Can This Home be Greened? A Ranch-Style Colorado Home Plagued by Inefficiency and Health Issues

This Colorado home needs a lesson in sustainable design.


| September/October 2003


When Margueritte Meier, an energy healer, artist, and mother of twelve-year-old Taylor, moved to Fort Collins, Colorado, from the high desert of New Mexico, she found it…well…humid. She also found it quite expensive, and she felt as though she had scored when she happened upon a 1950s ranch-style four-bedroom home on a quiet street that she could afford. She loved the size of her yard, but all that grass seemed daunting to maintain and environmentally unfriendly to boot. “I feel guilty putting out as much water as it takes to keep it alive, when it’s not even for food,” she says.
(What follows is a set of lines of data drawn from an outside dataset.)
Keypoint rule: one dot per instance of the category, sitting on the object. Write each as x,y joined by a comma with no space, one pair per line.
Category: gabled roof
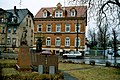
81,11
20,14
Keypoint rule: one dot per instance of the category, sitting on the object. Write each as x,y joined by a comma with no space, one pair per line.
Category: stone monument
24,61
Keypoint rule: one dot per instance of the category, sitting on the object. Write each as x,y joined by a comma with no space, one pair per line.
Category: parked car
72,54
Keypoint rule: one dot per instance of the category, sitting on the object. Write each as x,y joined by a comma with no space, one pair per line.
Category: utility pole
115,47
77,35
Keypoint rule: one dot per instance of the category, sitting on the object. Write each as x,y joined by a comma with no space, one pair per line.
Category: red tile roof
81,11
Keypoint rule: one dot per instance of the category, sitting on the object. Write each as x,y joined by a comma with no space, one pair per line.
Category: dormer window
58,13
45,14
73,13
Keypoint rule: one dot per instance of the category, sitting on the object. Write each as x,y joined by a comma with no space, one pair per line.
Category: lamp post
77,35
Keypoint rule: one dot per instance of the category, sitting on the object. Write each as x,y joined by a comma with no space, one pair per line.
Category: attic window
58,13
45,14
73,13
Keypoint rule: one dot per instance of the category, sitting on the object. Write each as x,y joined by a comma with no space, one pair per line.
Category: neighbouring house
61,28
12,24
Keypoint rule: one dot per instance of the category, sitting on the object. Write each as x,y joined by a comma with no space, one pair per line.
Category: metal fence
95,53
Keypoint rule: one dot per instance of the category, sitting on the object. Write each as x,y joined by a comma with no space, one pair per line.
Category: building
57,28
12,24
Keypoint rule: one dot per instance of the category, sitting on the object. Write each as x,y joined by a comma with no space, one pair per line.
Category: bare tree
106,13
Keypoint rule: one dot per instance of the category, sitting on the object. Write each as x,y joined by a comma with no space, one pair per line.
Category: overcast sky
33,5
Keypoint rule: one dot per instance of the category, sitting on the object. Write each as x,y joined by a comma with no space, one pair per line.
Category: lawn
79,71
88,72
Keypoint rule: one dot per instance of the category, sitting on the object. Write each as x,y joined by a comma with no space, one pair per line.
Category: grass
88,72
80,71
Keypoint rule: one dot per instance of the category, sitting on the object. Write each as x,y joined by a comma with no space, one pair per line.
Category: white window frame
48,42
49,26
76,27
78,42
3,29
8,40
45,14
58,28
39,25
58,13
57,41
66,26
9,30
73,13
67,41
14,29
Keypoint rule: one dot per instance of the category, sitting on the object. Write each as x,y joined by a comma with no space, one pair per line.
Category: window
26,21
2,19
39,28
9,30
48,29
9,41
14,29
3,40
29,23
77,41
73,13
58,28
3,29
14,42
57,41
31,32
45,14
58,13
48,41
67,41
77,27
67,28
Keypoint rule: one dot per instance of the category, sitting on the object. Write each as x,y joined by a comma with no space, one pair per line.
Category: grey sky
32,5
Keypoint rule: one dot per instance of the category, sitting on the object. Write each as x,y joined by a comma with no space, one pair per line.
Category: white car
72,54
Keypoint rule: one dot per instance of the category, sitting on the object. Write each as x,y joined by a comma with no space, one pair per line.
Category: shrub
108,64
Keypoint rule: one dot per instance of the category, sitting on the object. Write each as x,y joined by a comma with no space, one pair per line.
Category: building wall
29,27
72,34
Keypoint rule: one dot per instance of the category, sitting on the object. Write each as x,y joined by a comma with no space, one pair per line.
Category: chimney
15,10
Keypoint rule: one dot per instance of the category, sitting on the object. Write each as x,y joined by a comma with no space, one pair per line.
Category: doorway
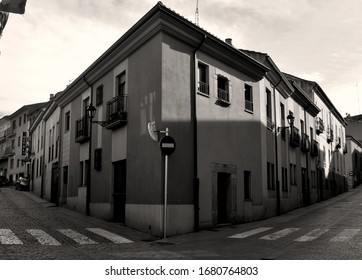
54,184
119,190
224,210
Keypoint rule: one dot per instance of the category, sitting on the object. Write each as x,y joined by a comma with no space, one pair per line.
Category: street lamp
91,112
290,120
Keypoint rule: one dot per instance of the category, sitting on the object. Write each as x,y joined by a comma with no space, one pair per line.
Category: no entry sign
167,145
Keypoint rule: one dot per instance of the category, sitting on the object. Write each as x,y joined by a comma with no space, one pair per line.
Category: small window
99,95
98,159
203,86
248,90
223,89
65,175
247,184
121,84
67,121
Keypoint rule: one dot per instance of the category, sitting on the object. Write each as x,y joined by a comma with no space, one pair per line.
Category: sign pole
165,198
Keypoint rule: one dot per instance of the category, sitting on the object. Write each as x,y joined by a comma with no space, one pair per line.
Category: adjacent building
251,141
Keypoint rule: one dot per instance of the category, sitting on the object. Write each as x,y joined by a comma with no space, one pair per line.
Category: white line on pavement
314,234
279,234
345,235
77,237
109,235
250,232
42,237
7,237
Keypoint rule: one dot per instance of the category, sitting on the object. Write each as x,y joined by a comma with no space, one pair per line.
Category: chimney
229,41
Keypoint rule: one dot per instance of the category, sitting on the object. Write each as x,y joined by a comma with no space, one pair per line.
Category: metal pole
165,198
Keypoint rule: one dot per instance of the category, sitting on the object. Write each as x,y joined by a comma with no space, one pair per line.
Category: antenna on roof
197,13
359,110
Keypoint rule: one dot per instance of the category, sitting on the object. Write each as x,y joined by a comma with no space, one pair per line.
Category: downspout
307,160
89,155
196,183
276,151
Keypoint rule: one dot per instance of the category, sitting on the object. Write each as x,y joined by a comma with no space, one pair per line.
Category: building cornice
160,19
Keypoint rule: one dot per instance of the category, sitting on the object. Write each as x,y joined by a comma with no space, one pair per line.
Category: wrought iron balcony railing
294,140
116,112
305,145
314,149
319,126
203,88
82,130
330,136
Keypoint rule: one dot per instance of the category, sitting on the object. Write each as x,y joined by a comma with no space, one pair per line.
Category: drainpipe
196,182
89,175
276,151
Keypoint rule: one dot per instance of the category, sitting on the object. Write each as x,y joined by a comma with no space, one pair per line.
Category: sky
44,50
Sided with aluminum and barely (if at all) insulated, the home itself was also far from sustainable. Margueritte describes the metal single-pane windows as “antique without being valuable.” They let in summer heat and winter winds, and the largest of them face west, making it impossibly hot to sit in the living room on summer afternoons. “This is the first home I’ve ever lived in as an adult that has a furnace,” she says. “All the others have been passive solar or wood stove heated.”
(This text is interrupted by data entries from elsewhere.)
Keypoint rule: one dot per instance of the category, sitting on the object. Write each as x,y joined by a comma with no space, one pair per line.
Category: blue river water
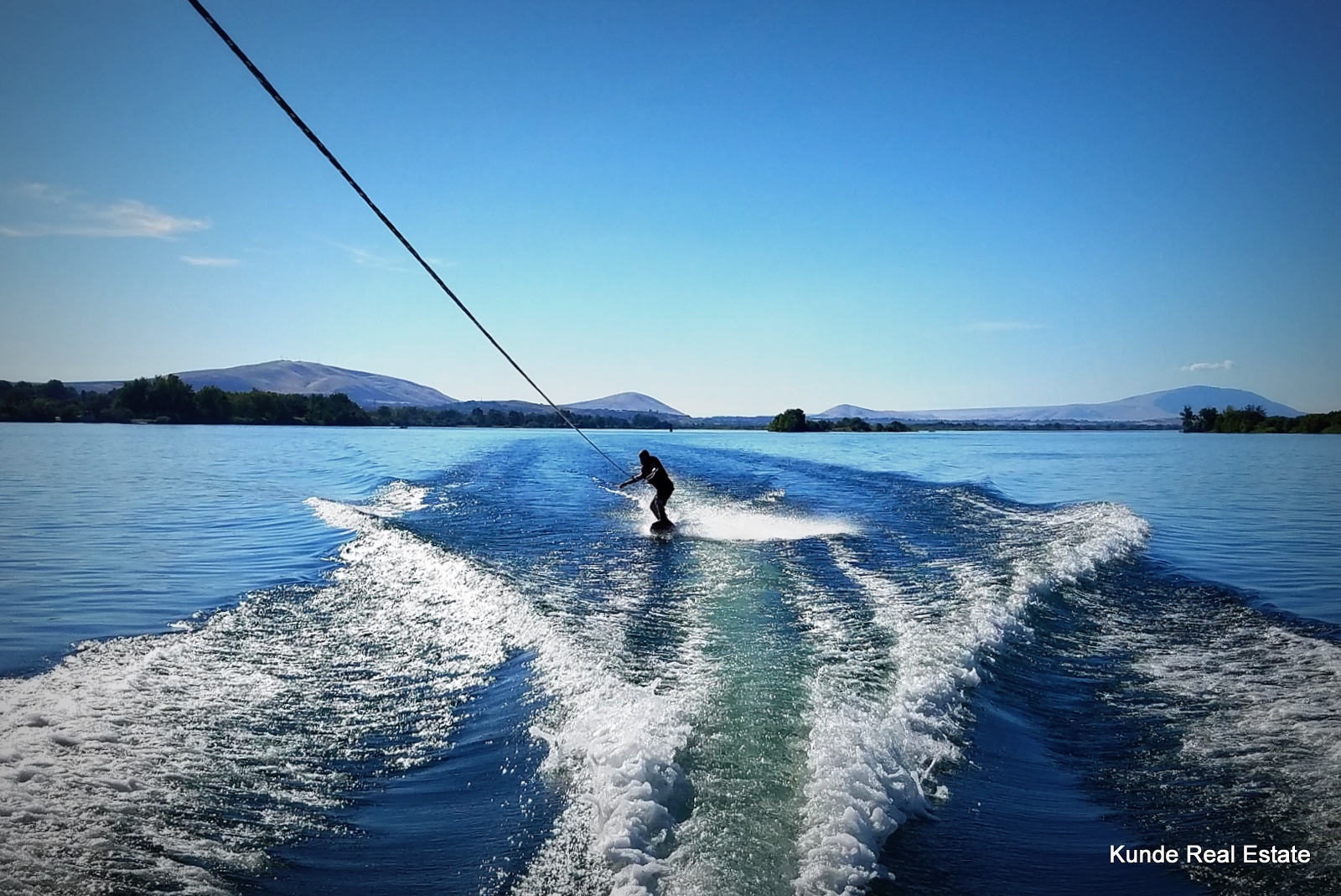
248,660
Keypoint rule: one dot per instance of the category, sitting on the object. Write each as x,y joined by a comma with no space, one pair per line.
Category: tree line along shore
1256,419
171,400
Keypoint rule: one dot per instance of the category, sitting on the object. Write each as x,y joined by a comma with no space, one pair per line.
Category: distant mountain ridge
628,401
1152,407
308,379
375,391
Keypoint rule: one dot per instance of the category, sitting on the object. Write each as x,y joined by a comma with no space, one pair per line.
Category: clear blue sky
735,207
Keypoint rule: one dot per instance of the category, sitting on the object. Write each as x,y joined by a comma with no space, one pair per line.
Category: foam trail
614,742
116,762
734,521
873,750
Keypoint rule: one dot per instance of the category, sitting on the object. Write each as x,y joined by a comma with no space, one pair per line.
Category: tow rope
349,179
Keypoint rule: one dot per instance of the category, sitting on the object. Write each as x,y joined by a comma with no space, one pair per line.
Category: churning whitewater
754,706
Margueritte had some grand visions for her home—convert the garage into a studio, build an outdoor kitchen in the backyard, replace the dining room window with doors out to the backyard—but first she had to deal with the basic health and inefficiency issues that plagued it. So she called me, and I brought over a team of Colorado State University colleagues—landscape design associate professor Liz Mogen and recent graduates Billy and Mariah Hutto, owners of Hutto Design, a residential building, design, and drafting business—to talk about what could be done.

Big fixes



Margueritte’s major priority, the team agreed, should be to improve thermal comfort by replacing all the inefficient single-pane, metal-frame windows with new double-pane windows. The Huttos advised her to seek out Forest Stewardship Council-certified wood frame windows—the greenest choice. (Aluminum and vinyl require less maintenance and may last longer, but they take a lot of energy and chemical waste to produce.)

Replacing the window in the dining room with a well-insulated French patio door would help connect the indoor and outdoor space and make the backyard much more useful. Adding a covered terrace outside the new patio door would help cool the dining room and act as a curtain or blind for the patio door.